Question

American Idol Contestants on the TV show American Idol competed to win a singing contest. At one point, the website WhatNotToSing.com listed the actual numbers of eliminations for different orders of singing, and the expected number of eliminations was also listed. The results are in the table below. Use a 0.05 significance level to test the claim that the actual eliminations agree with the expected numbers. Does there appear to be support for the claim that the leadoff singers appear to be at a disadvantage?

Singing Order	1	2	3	4	5	6	7–12
Actual Eliminations	20	12	9	8	6	5	9
Expected Eliminations	12.9	12.9	9.9	7.9	6.4	5.5	13.5

Short answer

There is not enough evidence to conclude thatthe actual number of eliminations is not the same as the expected number of eliminations.

Since the actual number of eliminations for the lead-off singers is 20 and the expected eliminations should have been 12.9, it can be said that the lead-off singers appear to be at a disadvantage.

Step-by-step solution

Given information

The actual number and the expected number of eliminations are tabulated for different orders for singing.

Hypotheses

The null hypothesis is as follows:

The actual number of eliminations is the same as the expected number of eliminations.

The alternative hypothesis is as follows:

The actual number of eliminations is not the same as the expected number of eliminations.

It is considered a right-tailed test.

If the test statistic value is greater than the critical value, then the null hypothesis is rejected, otherwise not.

Observed and expected frequencies

Observed Frequency:

The frequencies provided in the table are the observed frequencies. They are denoted by\(O\).

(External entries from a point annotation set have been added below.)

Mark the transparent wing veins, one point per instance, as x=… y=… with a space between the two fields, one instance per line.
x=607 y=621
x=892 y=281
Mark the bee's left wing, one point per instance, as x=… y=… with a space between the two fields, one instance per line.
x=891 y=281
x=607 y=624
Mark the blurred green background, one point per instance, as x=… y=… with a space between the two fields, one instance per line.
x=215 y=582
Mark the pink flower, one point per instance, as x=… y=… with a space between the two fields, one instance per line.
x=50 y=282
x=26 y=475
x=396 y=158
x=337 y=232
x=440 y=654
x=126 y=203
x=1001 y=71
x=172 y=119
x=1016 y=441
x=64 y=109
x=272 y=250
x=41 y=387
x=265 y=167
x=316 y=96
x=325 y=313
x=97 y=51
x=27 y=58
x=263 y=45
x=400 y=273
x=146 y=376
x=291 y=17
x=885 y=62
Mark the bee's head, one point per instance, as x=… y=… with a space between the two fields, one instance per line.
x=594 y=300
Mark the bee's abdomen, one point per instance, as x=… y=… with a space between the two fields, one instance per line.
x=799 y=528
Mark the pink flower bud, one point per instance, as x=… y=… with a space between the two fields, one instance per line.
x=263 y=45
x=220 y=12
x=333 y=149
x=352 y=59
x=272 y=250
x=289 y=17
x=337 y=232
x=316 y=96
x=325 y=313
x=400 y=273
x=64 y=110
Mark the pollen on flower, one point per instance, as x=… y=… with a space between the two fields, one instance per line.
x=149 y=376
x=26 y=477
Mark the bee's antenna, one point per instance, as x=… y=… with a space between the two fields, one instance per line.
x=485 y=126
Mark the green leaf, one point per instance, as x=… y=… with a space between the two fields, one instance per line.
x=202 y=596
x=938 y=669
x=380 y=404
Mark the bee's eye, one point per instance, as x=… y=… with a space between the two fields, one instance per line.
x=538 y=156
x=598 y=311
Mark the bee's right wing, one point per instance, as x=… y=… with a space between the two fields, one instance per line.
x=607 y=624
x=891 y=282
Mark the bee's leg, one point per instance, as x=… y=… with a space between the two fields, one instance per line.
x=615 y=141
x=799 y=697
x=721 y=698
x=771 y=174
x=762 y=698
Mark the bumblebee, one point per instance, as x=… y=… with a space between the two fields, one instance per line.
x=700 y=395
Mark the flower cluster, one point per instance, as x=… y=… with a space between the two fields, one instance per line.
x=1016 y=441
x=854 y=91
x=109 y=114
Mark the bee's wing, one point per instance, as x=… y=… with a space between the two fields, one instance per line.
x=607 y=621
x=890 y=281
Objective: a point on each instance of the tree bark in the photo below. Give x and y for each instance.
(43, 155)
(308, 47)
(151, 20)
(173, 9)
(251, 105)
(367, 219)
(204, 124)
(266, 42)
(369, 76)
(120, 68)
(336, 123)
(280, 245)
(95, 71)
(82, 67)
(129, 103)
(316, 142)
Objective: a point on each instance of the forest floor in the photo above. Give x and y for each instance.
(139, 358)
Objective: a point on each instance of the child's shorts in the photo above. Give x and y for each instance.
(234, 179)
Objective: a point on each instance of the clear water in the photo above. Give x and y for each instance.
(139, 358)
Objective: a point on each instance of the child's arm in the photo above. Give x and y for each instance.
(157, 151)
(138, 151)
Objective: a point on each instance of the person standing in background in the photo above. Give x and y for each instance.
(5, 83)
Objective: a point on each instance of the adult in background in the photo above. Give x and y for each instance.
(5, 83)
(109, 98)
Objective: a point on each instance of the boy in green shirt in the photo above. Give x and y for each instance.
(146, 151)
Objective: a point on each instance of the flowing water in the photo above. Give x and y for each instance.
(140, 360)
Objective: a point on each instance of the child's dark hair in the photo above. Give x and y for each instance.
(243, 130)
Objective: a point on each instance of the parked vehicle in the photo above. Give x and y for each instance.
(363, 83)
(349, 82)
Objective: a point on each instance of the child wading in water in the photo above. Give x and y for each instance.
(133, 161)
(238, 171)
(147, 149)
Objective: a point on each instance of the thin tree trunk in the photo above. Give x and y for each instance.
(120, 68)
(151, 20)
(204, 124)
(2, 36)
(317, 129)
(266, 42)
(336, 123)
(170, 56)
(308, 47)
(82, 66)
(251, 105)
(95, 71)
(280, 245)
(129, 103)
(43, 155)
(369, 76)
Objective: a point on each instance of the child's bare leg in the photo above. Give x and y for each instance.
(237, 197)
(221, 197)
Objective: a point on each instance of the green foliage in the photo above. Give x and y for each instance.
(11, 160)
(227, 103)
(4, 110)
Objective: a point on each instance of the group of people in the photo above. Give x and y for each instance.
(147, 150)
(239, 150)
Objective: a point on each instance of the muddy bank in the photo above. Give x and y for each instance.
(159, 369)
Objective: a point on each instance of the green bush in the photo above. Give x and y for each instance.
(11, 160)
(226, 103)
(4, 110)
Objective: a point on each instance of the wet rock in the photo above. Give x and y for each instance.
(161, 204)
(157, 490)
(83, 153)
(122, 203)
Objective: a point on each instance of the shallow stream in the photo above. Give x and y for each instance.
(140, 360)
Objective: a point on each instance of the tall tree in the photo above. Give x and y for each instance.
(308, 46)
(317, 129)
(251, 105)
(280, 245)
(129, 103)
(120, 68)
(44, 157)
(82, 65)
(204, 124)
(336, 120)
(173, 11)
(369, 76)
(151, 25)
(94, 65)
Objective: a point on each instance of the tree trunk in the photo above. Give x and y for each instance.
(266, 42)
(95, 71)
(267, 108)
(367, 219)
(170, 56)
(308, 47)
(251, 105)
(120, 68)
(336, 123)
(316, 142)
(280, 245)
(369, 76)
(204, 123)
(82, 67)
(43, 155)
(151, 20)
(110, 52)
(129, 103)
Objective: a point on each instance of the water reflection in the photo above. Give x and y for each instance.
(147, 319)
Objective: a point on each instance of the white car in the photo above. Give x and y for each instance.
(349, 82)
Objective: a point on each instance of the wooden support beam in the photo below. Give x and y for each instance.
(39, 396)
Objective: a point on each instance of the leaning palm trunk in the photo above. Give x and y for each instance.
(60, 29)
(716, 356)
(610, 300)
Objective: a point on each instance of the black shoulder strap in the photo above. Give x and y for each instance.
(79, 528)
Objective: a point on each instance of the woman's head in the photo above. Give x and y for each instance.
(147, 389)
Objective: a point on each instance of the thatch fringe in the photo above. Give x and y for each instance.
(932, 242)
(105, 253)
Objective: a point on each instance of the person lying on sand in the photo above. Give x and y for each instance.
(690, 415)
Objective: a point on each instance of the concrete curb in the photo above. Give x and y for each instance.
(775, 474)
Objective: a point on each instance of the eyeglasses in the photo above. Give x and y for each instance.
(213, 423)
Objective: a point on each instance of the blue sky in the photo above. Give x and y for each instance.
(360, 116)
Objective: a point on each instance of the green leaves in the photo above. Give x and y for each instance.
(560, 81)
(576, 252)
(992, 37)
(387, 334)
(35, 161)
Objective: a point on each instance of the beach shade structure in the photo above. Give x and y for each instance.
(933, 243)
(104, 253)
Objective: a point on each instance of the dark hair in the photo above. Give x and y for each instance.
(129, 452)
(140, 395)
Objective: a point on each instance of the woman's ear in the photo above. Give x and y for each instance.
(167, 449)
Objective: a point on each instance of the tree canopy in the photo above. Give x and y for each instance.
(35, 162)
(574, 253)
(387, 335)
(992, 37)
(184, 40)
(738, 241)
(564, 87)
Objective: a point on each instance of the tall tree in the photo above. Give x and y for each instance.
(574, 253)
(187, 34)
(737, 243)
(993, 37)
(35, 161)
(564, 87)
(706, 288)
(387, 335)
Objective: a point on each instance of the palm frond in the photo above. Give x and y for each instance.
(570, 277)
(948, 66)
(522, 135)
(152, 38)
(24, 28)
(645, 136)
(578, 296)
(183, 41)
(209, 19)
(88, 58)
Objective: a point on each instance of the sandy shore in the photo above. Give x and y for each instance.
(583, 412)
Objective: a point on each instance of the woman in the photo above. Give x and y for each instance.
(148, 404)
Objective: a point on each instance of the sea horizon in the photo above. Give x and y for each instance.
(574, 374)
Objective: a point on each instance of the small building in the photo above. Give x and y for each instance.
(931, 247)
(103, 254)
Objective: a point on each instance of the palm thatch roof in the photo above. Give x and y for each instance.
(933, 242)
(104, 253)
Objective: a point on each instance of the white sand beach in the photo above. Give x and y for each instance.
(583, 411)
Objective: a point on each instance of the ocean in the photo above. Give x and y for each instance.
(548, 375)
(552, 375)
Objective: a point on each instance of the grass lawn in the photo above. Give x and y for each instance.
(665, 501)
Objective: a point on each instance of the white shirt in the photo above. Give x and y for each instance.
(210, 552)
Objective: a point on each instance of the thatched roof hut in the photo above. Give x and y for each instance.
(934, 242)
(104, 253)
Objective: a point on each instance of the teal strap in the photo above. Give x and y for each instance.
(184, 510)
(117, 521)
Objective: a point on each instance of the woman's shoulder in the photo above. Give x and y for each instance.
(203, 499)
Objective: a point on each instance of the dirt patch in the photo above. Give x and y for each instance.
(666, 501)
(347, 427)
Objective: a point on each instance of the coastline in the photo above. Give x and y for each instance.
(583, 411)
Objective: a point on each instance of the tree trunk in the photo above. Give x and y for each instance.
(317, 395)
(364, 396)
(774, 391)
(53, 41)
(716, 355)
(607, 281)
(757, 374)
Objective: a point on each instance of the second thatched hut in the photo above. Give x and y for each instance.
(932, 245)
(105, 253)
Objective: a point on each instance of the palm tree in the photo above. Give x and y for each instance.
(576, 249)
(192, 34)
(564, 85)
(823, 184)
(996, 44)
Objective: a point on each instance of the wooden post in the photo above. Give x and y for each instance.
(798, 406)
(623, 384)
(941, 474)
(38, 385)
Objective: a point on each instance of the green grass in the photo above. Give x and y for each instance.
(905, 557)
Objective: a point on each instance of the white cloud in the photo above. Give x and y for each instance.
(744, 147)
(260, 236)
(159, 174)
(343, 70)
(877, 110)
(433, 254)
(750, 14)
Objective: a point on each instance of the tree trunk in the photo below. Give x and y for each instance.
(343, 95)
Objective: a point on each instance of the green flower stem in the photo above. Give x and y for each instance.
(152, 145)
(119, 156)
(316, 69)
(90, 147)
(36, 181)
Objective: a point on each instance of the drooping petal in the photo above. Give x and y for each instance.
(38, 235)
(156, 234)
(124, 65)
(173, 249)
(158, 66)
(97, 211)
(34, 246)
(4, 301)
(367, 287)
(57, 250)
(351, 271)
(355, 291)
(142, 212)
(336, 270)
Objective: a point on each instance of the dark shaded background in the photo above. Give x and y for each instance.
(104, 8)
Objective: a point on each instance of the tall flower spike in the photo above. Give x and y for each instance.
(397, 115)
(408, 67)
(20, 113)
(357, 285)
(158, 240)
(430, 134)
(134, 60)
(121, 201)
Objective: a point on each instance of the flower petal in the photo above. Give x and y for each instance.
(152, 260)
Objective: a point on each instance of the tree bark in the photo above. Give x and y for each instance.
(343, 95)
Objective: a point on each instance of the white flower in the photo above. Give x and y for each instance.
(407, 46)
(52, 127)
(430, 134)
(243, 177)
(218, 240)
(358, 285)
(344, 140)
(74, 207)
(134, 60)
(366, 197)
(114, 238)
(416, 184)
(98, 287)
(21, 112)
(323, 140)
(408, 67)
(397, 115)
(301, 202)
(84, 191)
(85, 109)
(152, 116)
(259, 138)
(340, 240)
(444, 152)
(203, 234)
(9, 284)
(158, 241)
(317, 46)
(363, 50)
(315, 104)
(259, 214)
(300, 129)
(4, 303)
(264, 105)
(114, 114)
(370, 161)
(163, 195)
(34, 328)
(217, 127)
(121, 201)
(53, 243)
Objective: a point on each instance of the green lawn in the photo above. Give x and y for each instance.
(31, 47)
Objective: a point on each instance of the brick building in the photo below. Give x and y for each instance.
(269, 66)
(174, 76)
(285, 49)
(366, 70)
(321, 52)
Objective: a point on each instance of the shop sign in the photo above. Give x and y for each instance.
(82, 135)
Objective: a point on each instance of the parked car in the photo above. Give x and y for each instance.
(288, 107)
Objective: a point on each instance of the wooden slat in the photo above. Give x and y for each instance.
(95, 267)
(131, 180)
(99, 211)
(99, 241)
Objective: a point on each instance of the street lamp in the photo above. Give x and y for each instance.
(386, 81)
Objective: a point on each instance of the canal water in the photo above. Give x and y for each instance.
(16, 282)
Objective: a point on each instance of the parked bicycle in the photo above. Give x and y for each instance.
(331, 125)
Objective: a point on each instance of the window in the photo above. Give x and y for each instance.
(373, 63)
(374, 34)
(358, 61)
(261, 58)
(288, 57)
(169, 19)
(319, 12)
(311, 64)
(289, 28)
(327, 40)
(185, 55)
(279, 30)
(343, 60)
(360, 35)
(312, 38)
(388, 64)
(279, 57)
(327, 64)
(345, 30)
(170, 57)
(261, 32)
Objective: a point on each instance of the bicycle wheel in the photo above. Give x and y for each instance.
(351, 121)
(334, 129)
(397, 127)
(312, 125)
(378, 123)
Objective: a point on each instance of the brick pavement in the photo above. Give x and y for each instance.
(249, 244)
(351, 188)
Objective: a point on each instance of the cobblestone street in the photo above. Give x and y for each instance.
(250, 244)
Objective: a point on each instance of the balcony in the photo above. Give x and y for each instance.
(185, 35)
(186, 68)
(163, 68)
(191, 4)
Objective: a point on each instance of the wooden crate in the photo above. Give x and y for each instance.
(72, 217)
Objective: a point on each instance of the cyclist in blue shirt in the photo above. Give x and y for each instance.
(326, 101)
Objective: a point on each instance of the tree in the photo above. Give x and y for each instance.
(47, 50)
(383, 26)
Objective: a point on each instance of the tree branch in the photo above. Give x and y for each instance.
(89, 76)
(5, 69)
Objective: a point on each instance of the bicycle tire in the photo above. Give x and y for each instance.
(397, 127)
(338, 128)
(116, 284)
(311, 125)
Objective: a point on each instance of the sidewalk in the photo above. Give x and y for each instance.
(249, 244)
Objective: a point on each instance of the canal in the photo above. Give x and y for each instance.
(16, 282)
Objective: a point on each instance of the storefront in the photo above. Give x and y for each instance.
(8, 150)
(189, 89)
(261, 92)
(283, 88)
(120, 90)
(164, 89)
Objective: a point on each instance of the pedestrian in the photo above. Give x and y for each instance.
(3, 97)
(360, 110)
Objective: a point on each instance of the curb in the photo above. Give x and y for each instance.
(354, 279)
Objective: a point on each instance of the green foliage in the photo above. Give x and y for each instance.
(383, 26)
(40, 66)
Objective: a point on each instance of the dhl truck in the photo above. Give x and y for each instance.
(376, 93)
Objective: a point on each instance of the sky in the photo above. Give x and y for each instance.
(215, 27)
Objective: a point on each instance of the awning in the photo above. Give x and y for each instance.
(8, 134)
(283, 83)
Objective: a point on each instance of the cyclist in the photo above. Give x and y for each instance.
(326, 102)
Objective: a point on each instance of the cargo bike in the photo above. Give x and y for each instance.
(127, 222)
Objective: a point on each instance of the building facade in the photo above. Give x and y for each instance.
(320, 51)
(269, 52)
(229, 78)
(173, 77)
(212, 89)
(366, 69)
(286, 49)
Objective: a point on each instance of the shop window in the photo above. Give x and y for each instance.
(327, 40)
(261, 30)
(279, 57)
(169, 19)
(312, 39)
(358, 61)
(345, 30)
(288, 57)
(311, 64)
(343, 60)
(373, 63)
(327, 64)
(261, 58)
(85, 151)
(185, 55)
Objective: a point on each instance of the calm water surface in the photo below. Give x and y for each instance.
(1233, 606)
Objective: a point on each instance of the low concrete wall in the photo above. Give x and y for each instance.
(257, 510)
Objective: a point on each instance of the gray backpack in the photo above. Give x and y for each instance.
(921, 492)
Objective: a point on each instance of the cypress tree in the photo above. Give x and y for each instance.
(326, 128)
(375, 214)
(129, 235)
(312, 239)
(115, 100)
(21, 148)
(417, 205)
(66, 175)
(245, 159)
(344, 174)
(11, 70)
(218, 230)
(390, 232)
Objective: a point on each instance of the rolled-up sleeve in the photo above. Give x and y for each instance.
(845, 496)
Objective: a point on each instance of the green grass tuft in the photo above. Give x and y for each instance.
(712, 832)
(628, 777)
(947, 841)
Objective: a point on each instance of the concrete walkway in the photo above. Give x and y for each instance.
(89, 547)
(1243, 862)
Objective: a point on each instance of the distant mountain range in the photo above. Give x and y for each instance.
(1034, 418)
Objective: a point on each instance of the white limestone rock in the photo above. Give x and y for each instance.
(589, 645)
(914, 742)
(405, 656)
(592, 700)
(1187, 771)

The following table shows the observed frequency for each order:

\({O_1}\)=20

\({O_2}\)=12

\({O_3}\)=9

\({O_4}\)=8

\({O_5}\)=6

\({O_6}\)=5

\({O_{7 - 12}}\)=9

Expected Frequency:

The expected frequencies are also tabulated in the problem. The values are written below:

\({E_1}\)=12.9

\({E_2}\)=12.9

\({E_3}\)=9.9

\({E_4}\)=7.9

\({E_5}\)=6.4

\({E_6}\)=5.5

\({E_{7 - 12}}\)=13.5

Test statistic

The test statistic is computed as shown below:

\[\begin{aligned}{c}{\chi ^2} = \sum {\frac{{{{\left( {O - E} \right)}^2}}}{E}\;\;\; \sim } {\chi ^2}_{\left( {k - 1} \right)}\\ = \frac{{{{\left( {20 - 12.9} \right)}^2}}}{{12.9}} + \frac{{{{\left( {12 - 12.9} \right)}^2}}}{{12.9}} + ....... + \frac{{{{\left( {9 - 13.5} \right)}^2}}}{{13.5}}\\ = 5.624\end{aligned}\]

Thus, \({\chi ^2} = 5.624\).

Obtain critical value, p-value and determine the conclusion of the test

The degrees of freedom are computed below:

\(\begin{aligned}{c}df = \left( {k - 1} \right)\\ = \left( {7 - 1} \right)\\ = 6\end{aligned}\)

The critical value of\({\chi ^2}\)for 6 degrees of freedom at 0.05 level of significance for a right-tailed test is equal to 12.5916.

The corresponding p-value is approximately equal to 0.466598.

Since the value of the test statistic is less than the critical value and the p-value is greater than 0.05, the null hypothesis is failed to reject.

There is not enough evidence to conclude thatthe actual number of eliminations is not the same as the expected number of eliminations.

Since the actual number of eliminations for the lead-off singers is 20 and the expected eliminations should have been 12.9, it can be said that the lead off singers appear to be at a disadvantage.